Nowhere is the importance of producing more efficacious drugs more apparent than in the area of cancer. Almost 40 years ago, 1971, to be exact, then President Richard Nixon directed in both words and action what has become a difficult battle for the pharmaceutical industry to win, “The War on Cancer,” by signing into law the National Cancer Act (P.L 92-218). This law gave the National Cancer Institute increased autonomy and budgetary authority to “more effectively carry out the national effort against cancer.” In a speech before a joint session of Congress last February, President Barack Obama reaffirmed that commitment through a call for “a new effort to conquer a disease that has touched the life of nearly every American by seeking a cure for cancer in our time.” But where do we stand on the pledges made decades ago and again now?
According to a 2009 report by the Pharmaceutical Research and Manufacturers of America (PhRMA), since 1980, life expectancy for cancer patients has increased about three years, and 83% of those gains are attributable to new treatments, including medicines. Another study cited in the PhRMA report found that medicines specifically account for 50% to 60% of increases in survival rates since 1975. But cancer still remains the second leading cause of death in the US, affecting more than 10 million people each year, according to data by the National Cancer Institute cited by the PhRMA report.

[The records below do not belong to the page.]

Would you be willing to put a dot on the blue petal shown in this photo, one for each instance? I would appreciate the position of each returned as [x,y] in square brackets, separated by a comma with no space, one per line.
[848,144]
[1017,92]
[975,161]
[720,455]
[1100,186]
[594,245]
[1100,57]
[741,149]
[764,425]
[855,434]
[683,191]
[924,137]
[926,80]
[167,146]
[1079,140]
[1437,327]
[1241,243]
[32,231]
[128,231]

The cancer pipeline of US pharmaceutical and biotechnology companies is deep and reached a record level in 2009. There are 861 anticancer drugs and vaccines in human clinical trials or awaiting approval by the US Food and Drug Administration, according to a PhRMA report on cancer drugs. These drugs include 122 drugs to treat lung cancer, the leading cause of cancer death in the US, 107 therapies to treat breast cancer, 103 for prostate cancer, 70 for colorectal cancer, and many more for other forms of cancer. With the time to develop a drug estimated at between 10 and 15 years, that means that our best current hope to make good on the pledge to win the war on cancer in this new decade is already before us.
For sure, this past decade has seen scientific advances through ongoing development and commercialization of more targeted cancer therapies. Monoclonal antibodies, recombinant proteins, select small molecules, prophylactic vaccines, and improved drug delivery methods continue to hold great promise. Ten years from now, I hope that I can dust off the PharmTech archives with an addendum to this blog to chronicle the gains in cancer treatment made in the decade of 2010, which first began in the year 2010. That is one resolution worth making and one in which we can hope to be able to meet.